摩擦攪拌接合において、接合ツールは、摩擦攪拌接合装置の主軸に装着され、被接合物の表面と交差方向の回転軸を中心に回転駆動される。そして、回転状態のまま被接合物の表面の接合部分に沿って移動される。
接合ツールとしては、例えば円柱状のツール本体の下端面に、同軸で下向きに円錐状のピンを形成したものが用いられる。ピンの周囲には段差状のショルダが形成される。
摩擦攪拌接合の動作時には、ピンが被接合物の内部に圧入され、ショルダは被接合物の表面に向かい合う状態に維持される。そして、回転するピンと被接合物との摩擦により摩擦部位が高温となり、被接合物が攪拌されて接合される。
専用の摩擦攪拌接合装置では、接合ツールからの熱に対する処置がなされている。
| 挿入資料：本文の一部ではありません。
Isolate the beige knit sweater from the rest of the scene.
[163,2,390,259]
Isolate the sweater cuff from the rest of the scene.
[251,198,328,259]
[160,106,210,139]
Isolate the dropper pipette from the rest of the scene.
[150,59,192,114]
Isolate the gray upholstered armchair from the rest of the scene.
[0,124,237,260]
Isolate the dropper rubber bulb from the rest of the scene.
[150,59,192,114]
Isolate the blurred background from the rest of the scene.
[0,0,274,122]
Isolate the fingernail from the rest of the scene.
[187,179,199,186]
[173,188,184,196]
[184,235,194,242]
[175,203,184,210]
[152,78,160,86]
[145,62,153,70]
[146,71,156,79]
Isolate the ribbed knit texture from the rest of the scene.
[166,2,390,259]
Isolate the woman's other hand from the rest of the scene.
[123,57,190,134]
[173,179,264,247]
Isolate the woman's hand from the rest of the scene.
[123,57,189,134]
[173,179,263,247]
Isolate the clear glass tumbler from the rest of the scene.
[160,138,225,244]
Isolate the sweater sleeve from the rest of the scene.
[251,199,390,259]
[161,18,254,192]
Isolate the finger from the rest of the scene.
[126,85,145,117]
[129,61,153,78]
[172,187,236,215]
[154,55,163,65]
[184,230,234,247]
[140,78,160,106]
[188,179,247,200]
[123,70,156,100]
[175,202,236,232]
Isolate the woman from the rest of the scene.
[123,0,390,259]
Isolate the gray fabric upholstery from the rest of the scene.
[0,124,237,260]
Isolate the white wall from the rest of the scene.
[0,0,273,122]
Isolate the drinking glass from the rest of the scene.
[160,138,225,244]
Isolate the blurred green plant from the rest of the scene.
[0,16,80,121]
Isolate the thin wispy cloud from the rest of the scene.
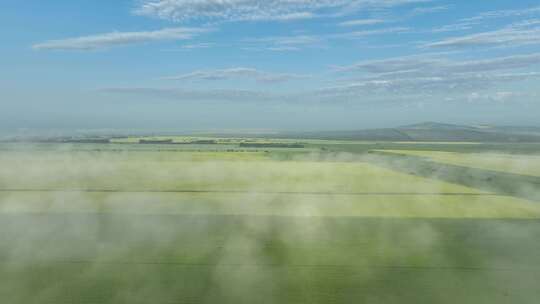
[163,67,310,83]
[411,5,450,16]
[32,28,210,51]
[338,53,540,75]
[329,26,411,39]
[424,21,540,48]
[332,53,540,94]
[338,19,386,26]
[134,0,429,22]
[462,6,540,21]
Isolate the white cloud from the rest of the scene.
[462,6,540,21]
[32,28,210,50]
[424,21,540,48]
[338,19,385,26]
[331,27,411,39]
[411,5,450,16]
[333,53,540,94]
[134,0,430,22]
[164,67,310,83]
[338,53,540,76]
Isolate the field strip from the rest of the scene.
[0,189,498,196]
[5,260,538,272]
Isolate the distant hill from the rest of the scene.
[282,122,540,142]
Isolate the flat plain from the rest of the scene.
[0,139,540,303]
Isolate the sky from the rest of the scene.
[0,0,540,131]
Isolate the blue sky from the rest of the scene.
[0,0,540,131]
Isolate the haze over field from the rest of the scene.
[0,0,540,304]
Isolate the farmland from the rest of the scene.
[0,137,540,303]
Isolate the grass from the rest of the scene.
[0,143,540,304]
[385,150,540,176]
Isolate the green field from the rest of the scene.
[0,139,540,303]
[380,150,540,176]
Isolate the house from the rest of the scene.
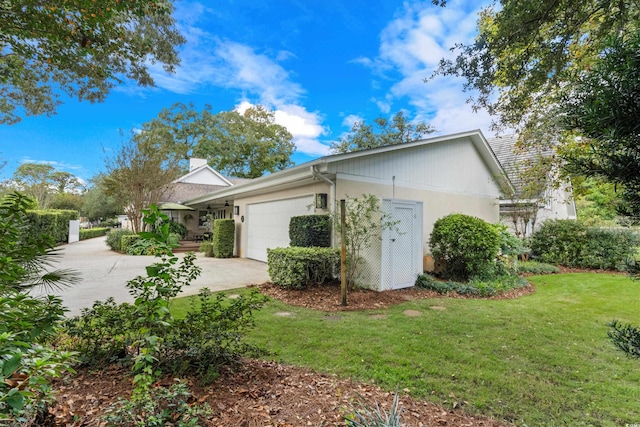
[159,158,234,238]
[487,135,577,237]
[183,131,509,290]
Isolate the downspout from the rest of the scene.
[311,165,336,248]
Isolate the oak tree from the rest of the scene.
[0,0,185,124]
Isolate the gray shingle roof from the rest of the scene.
[487,135,553,200]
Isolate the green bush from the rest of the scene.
[169,220,187,240]
[80,227,109,240]
[120,234,142,253]
[607,320,640,358]
[0,193,75,426]
[578,228,639,270]
[125,236,173,256]
[516,261,560,274]
[158,288,267,384]
[26,209,78,243]
[430,214,501,280]
[531,219,587,267]
[64,298,134,366]
[267,247,340,289]
[289,215,331,248]
[212,219,236,258]
[198,240,213,257]
[531,220,639,270]
[100,382,213,427]
[107,228,133,252]
[167,233,180,248]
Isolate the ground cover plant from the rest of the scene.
[208,273,640,426]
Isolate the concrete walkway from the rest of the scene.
[29,237,269,316]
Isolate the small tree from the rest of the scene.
[103,138,182,233]
[335,194,397,289]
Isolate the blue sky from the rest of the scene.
[0,0,490,184]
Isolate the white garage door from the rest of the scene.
[245,195,313,262]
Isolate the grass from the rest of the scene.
[170,273,640,426]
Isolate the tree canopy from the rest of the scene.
[436,0,640,216]
[558,34,640,217]
[331,111,435,154]
[101,135,183,233]
[136,103,295,178]
[0,0,185,124]
[436,0,640,132]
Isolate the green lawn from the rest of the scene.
[176,273,640,426]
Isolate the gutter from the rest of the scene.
[311,165,336,248]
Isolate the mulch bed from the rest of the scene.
[50,283,535,427]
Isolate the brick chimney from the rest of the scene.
[189,157,207,172]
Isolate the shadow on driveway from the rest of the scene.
[29,237,269,316]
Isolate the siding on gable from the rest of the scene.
[329,138,500,197]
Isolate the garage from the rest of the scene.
[245,194,313,262]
しかし、汎用の工作機械では、通常の切削加工の範囲でしか、主軸ないし主軸ヘッドに熱が伝導されて高温になるという状況を想定していない。
このため、汎用の工作機械に接合ツールを装着し、摩擦攪拌接合を行う場合、主軸に伝導される熱により、主軸あるいは主軸を支持する軸受ほかの機構部分に好ましくない影響が及ぶ可能性がある。例えば、主軸ヘッドのメインベアリングの損傷、リテーナー部の損傷、熱膨張による回転軸線の芯振れ、テーパシャンク部分におけるフレッチング損傷などが懸念される。
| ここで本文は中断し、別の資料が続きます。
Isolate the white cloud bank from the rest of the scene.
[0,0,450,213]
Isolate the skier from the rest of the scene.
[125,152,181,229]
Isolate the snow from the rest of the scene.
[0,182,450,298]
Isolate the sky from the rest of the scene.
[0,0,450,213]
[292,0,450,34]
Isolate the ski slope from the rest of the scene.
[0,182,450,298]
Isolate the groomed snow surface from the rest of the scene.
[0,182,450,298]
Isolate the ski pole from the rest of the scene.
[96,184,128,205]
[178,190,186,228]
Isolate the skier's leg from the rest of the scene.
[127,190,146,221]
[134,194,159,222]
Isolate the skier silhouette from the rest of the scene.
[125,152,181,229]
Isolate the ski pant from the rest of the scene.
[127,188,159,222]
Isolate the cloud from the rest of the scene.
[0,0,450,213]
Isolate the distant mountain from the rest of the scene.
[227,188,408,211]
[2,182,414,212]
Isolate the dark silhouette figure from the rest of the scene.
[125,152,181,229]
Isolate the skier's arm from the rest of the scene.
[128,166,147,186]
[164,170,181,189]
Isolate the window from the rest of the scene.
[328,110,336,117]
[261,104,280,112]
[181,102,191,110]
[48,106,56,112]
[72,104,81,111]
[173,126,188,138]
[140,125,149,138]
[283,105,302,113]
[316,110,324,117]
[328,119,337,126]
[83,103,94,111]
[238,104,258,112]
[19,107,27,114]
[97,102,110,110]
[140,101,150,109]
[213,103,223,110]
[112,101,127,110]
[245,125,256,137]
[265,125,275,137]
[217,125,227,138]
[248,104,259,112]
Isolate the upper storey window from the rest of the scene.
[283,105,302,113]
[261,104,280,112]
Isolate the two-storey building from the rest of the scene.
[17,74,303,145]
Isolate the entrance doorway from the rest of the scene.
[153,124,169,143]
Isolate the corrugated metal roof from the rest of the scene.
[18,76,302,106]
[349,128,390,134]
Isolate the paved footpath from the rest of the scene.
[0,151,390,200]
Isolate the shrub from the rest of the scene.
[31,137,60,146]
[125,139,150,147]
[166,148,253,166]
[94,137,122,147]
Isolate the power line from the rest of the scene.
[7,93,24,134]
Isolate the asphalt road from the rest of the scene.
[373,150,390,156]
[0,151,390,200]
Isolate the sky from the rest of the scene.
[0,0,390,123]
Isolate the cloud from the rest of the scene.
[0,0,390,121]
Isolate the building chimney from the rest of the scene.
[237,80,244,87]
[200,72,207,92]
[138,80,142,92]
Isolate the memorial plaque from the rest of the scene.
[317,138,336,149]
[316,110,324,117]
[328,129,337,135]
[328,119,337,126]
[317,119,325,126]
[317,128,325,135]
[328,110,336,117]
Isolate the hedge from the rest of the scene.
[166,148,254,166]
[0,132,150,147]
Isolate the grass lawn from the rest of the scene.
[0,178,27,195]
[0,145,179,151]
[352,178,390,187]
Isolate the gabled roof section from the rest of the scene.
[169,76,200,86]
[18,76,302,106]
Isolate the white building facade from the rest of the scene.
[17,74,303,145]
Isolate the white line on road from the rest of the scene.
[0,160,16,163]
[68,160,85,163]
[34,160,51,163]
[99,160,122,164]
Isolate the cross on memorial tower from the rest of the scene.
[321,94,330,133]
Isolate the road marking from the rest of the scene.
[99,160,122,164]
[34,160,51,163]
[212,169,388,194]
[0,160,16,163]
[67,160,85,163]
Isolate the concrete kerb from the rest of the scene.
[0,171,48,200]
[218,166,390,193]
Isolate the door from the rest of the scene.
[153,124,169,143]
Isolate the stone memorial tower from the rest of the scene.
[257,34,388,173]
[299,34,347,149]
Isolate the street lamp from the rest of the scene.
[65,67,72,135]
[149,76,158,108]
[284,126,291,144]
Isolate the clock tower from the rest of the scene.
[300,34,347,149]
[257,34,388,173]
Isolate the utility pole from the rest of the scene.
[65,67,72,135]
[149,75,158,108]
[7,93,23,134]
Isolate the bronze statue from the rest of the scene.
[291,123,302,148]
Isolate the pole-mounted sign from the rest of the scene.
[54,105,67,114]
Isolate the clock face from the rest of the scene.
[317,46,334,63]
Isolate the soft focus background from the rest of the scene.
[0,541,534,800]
なお、シャンク部のセンタホールを利用しない場合、回転する工具に外部から冷媒を供給する装備として、スルーツール工具への冷媒供給のような、主軸ヘッドに接続される固定部を設けて冷媒を受け取り、回転するシャンク部およびチャック部に冷媒を引き渡すような構成を別途設けることが望ましい。
本発明では、接合ツールからチャック部に熱伝導があっても、断熱部により熱を遮断することができ、さらにシャンク部ないし主軸への熱伝導を抑制できる。
断熱部としては、断熱材料で形成された接続部材、接合部分の接触面積を小さくした断熱構造なども利用できる。
本発明では、接合ツールとチャック部との間で、凹部により接触面積が小さく形成されているので、接合ツールからチャック部への熱伝導を抑制できる。
凹部としては、接合ツールの端面またはチャック部の底面に十文字状の凸部を残すような凹部であることが好ましい。
本発明では、シャンク部まで熱伝導があったとしても、凹部により接触面積が小さく形成されているので、主軸への熱伝導を抑制できる。
凹部としては、テーパ部の中間太さ部分に形成することが有効であり、大径リング部と小径リング部との2箇所で主軸と接触する構成(大径リング部と小径リング部との間が凹部)、あるいは大径リング部だけで主軸と接触する構成(大径リング部以外が全て凹部)とすることができる。
本発明では、温度マーカにより、動作時のチャック部の温度を監視することができ、過熱状態などを目視確認することで、主軸への影響を未然に回避できる。
温度マーカとしては、温度に応じて表面全体の色彩や明暗が変化するものが好ましい。このように表面全体の外観が変化するものであれば、回転状態であっても外部から識別することができる。数字や文字による表示は、回転状態で判読できないため、温度マーカとしては好ましくない。ただし、回転方向に連続する縞模様の数や太さで表示するものなどであれば、回転状態でも識別することができる。
図1および図2において、本実施形態の摩擦攪拌接合工具1は、工作機械の主軸8に装着されて、被接合物7の摩擦攪拌接合を行うものである。
工作機械において、主軸8は工作機械の主軸ヘッドに回転自在に支持され、主軸ヘッドに設置されたモータにより回転駆動される。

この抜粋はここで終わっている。